Joint CLT for eigenvalue statistics from several dependent large dimensional sample covariance matrices with application

Let $\mathbf{X}_n=(x_{ij})$ be a $k \times n$ data matrix with complex-valued, independent and standardized entries satisfying a Lindeberg-type moment condition. We consider simultaneously $R$ sample covariance matrices $\mathbf{B}_{nr}=\frac1n \mathbf{Q}_r \mathbf{X}_n \mathbf{X}_n^*\mathbf{Q}_r^\top,~1\le r\le R$, where the $\mathbf{Q}_{r}$'s are nonrandom real matrices with common dimensions $p\times k~(k\geq p)$. Assuming that both the dimension $p$ and the sample size $n$ grow to infinity, the limiting distributions of the eigenvalues of the matrices $\{\mathbf{B}_{nr}\}$ are identified, and as the main result of the paper, we establish a joint central limit theorem for linear spectral statistics of the $R$ matrices $\{\mathbf{B}_{nr}\}$. Next, this new CLT is applied to the problem of testing a high dimensional white noise in time series modelling.

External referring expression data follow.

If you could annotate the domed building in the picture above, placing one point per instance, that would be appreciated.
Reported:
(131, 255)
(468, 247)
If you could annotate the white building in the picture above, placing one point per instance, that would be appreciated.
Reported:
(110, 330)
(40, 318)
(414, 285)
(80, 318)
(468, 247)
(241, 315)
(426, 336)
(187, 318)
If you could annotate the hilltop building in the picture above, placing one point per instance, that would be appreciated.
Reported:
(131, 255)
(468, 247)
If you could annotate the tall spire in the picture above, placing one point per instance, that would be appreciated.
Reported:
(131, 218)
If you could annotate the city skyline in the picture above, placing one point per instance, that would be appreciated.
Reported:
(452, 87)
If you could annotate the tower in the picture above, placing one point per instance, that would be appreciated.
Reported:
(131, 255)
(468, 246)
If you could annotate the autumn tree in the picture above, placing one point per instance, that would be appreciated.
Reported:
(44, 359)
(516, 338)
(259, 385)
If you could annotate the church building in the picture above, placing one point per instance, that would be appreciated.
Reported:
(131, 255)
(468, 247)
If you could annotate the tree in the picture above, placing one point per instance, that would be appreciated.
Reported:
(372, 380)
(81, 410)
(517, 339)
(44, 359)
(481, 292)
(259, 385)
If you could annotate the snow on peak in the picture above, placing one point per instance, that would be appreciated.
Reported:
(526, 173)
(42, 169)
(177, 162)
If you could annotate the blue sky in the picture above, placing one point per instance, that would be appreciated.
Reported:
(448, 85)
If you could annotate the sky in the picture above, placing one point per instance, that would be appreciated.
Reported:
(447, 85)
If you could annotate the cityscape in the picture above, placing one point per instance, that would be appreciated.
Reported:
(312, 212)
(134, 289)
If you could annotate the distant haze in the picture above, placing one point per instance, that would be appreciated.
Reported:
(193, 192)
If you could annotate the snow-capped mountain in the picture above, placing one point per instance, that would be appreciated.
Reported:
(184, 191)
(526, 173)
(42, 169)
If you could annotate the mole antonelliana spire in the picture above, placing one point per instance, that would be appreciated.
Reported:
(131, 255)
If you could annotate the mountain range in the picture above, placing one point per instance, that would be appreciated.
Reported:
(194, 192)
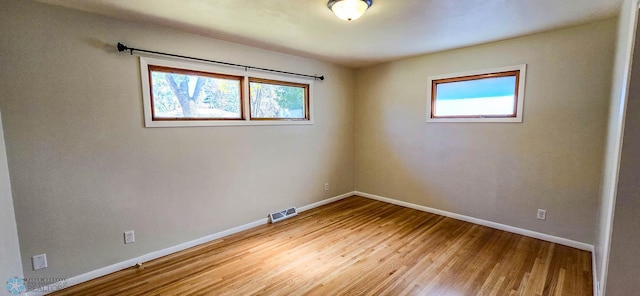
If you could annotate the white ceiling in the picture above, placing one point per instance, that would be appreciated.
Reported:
(389, 30)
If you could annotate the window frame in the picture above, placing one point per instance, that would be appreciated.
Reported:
(240, 79)
(519, 89)
(145, 78)
(304, 86)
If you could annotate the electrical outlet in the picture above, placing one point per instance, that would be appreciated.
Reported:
(542, 214)
(129, 237)
(39, 261)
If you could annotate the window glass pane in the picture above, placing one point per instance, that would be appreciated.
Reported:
(270, 100)
(180, 94)
(494, 96)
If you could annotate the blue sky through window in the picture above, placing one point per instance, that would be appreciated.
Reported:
(479, 88)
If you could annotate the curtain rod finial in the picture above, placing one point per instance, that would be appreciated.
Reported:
(121, 47)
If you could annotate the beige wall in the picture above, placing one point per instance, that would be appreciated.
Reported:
(84, 169)
(501, 172)
(10, 264)
(617, 109)
(624, 260)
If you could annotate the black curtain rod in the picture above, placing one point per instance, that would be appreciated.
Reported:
(122, 47)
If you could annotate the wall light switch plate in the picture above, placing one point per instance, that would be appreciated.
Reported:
(542, 214)
(129, 237)
(39, 261)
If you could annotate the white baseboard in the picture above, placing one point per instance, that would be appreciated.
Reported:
(177, 248)
(164, 252)
(326, 201)
(521, 231)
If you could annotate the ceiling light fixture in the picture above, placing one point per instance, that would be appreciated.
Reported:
(349, 10)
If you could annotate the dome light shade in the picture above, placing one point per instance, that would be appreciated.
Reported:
(349, 10)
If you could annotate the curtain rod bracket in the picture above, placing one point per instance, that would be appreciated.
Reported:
(121, 47)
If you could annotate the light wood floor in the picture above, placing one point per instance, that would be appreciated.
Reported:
(359, 246)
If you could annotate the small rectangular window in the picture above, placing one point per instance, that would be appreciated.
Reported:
(489, 95)
(278, 100)
(179, 94)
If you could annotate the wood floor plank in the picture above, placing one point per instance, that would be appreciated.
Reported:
(358, 246)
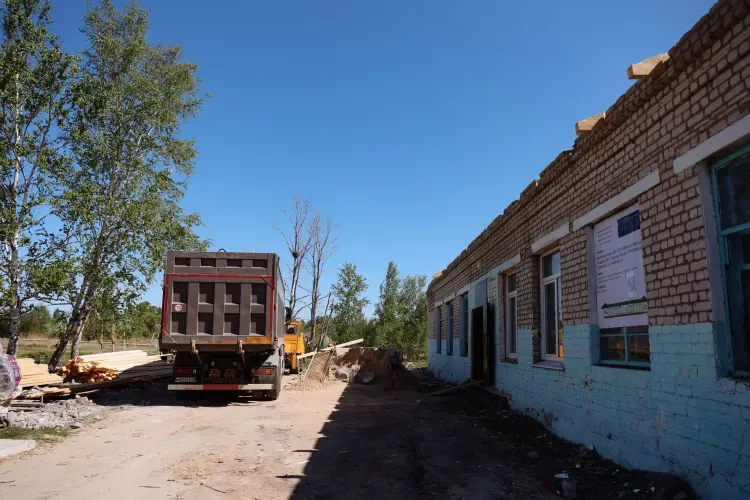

In experiments the derived test has a controlled size and is significantly faster than the classical permutation test, though it does have lower power. This application highlights the necessity of such joint CLT in the presence of several dependent sample covariance matrices. In contrast, all the existing works on CLT for linear spectral statistics of large sample covariance matrices deal with a single sample covariance matrix ($R=1$).